World運営会社のTools for Humanityは、東京大学松尾・岩澤研究室が同社のAMPCネットワークに参画したと発表した。日本の学術機関が分散型人間証明基盤に関与することで、AI時代のデジタル信頼インフラの高度化が進む可能性がある。
東大がAMPCノード運用に参画
2026年4月20日に発表された今回の提携により、東京大学松尾・岩澤研究室はWorldのAMPCネットワークにおける独立ノードの運用を担うこととなった。

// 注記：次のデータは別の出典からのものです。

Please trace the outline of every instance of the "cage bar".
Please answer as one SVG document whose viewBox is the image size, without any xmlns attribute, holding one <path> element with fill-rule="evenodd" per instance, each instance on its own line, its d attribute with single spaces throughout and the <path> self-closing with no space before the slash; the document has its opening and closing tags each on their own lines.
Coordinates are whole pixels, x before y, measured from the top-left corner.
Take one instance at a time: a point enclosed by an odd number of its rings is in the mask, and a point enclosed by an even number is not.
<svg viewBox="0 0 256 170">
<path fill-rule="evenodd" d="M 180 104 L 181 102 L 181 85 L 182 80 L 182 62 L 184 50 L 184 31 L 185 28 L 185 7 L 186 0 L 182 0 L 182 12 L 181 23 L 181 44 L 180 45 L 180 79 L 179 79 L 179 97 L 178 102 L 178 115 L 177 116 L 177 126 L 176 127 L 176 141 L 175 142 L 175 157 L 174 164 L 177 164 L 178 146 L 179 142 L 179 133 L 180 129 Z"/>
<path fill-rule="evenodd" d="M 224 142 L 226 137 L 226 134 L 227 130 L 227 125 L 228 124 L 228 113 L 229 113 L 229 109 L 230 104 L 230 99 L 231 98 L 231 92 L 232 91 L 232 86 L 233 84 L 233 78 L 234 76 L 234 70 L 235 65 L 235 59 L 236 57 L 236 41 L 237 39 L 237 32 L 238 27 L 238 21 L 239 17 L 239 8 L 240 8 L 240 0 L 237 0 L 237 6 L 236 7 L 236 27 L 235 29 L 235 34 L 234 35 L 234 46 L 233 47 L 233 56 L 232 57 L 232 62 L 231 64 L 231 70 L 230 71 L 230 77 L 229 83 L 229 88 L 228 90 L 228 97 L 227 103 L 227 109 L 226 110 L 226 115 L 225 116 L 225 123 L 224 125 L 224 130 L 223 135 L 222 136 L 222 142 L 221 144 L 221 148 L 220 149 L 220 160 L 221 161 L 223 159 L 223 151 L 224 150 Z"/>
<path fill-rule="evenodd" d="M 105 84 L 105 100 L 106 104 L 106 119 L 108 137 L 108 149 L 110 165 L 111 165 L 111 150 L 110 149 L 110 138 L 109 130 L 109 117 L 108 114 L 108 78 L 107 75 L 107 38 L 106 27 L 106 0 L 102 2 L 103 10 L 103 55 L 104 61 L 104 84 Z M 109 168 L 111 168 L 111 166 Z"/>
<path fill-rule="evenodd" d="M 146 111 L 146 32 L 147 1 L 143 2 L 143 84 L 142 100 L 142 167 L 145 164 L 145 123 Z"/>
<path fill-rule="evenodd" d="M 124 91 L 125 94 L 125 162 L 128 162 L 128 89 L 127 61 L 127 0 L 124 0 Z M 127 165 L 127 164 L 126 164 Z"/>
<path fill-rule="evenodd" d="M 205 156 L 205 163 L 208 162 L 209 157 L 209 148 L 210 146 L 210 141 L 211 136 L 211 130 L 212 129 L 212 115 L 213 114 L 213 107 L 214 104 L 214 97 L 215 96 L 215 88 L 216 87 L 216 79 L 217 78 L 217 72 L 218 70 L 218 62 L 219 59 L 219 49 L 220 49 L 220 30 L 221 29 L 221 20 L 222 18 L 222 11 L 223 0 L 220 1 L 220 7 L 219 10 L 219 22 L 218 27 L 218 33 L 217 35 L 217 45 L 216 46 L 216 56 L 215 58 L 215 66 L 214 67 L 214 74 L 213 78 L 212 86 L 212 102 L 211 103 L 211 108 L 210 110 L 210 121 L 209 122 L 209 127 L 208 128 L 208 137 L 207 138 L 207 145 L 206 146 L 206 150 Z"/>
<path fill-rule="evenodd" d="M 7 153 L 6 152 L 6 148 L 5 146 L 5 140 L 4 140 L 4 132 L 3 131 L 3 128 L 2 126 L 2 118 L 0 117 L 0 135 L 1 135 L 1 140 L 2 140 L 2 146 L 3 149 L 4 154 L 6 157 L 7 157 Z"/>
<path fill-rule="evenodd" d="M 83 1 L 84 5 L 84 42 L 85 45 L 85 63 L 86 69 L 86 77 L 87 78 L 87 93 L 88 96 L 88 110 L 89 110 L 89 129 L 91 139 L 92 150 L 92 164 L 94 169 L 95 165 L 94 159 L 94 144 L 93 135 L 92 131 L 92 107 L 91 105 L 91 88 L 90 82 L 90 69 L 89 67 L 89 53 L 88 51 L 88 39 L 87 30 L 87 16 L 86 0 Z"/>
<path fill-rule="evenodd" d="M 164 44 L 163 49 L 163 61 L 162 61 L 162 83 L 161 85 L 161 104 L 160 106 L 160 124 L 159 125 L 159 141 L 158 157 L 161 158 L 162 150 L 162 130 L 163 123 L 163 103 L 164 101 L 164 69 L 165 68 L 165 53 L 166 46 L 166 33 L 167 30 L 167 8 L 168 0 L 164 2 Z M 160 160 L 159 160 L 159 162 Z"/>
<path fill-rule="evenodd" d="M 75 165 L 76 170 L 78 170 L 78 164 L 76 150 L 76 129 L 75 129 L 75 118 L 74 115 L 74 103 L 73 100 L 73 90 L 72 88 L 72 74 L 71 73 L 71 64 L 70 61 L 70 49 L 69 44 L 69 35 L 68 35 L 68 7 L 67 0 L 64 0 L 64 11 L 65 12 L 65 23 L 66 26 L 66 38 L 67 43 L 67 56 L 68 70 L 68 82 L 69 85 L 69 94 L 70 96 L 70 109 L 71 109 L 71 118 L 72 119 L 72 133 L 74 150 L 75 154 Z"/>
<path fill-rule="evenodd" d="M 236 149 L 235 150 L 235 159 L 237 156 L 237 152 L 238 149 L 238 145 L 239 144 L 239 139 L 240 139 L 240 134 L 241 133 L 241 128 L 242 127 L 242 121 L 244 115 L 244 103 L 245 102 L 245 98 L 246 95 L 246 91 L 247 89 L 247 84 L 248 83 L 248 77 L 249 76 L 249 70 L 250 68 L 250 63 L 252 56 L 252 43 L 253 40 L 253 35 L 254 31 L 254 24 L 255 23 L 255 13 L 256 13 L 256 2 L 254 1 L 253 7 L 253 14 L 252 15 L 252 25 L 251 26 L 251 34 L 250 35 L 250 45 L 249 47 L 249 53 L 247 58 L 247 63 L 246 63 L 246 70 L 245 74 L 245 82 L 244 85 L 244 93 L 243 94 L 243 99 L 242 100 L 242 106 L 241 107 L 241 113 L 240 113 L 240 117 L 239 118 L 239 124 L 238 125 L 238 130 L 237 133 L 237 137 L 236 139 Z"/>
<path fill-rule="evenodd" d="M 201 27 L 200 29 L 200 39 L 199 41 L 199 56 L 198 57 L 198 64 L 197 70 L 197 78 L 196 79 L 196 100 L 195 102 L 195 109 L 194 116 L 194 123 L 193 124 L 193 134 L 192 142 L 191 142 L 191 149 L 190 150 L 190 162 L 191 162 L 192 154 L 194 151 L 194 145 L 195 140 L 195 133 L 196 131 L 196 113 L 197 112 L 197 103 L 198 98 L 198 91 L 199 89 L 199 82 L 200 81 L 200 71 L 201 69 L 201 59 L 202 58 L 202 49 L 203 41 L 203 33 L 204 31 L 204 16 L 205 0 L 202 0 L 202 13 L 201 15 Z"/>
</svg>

AMPCは匿名性を維持しながら複数主体で計算を行う分散基盤であり、人間証明「World ID」を支える中核技術と位置付けられる。
World IDは、ユーザーがオンライン上でAIやボットではなく「実在する人間」であることを証明する仕組みであり、すでに約1,800万人が認証済みとされる。
TinderやDocusign、Zoomなど複数のサービスで導入が進んでおり、デジタル空間の信頼確保に寄与している。
AMPCネットワークは、UCバークレーやKAISTなどの研究機関とともに運用され、単一主体が計算に関与しない分散構造を採用する。
World財団やTools for Humanityも計算プロセスには関与しない設計となっており、中央集権的リスクの低減が図られている。
松尾豊教授は、生成AIやAIエージェントの進展により、人間とAIの識別が困難になる中で「人間証明」の重要性が一層高まるとの認識を示している。
人間証明は標準化するのか
今回の参画は、AI時代における認証レイヤーを巡る主導権争いにおいて重要な一手となる可能性がある。
生成AIの高度化により、オンライン上での本人性の担保は既存のID・認証手法では不十分になりつつあり、新たな標準の必要性が顕在化している。
Worldのような人間証明基盤が普及すれば、ボット対策や不正アカウント排除、デジタル経済における信頼性向上といったメリットが期待できるだろう。
一方で、生体情報や認証データの取り扱いに対する懸念、特定プロトコルへの依存によるガバナンスリスクも無視できない。
特に、グローバル規模での標準化が進んだ場合、技術仕様や運用主体の影響力が社会インフラに直結する可能性がある。学術機関の参画は透明性や信頼性の補強要因となり得るが、それでも制度設計や規制との整合性は今後の重要な論点となる見込みだ。
日本においては、AIの社会実装が政策的にも推進されていることから、こうしたプライバシー保護型インフラの実証と普及は加速する余地がある。今回の東京大学の参画は、その試金石として位置付けられる。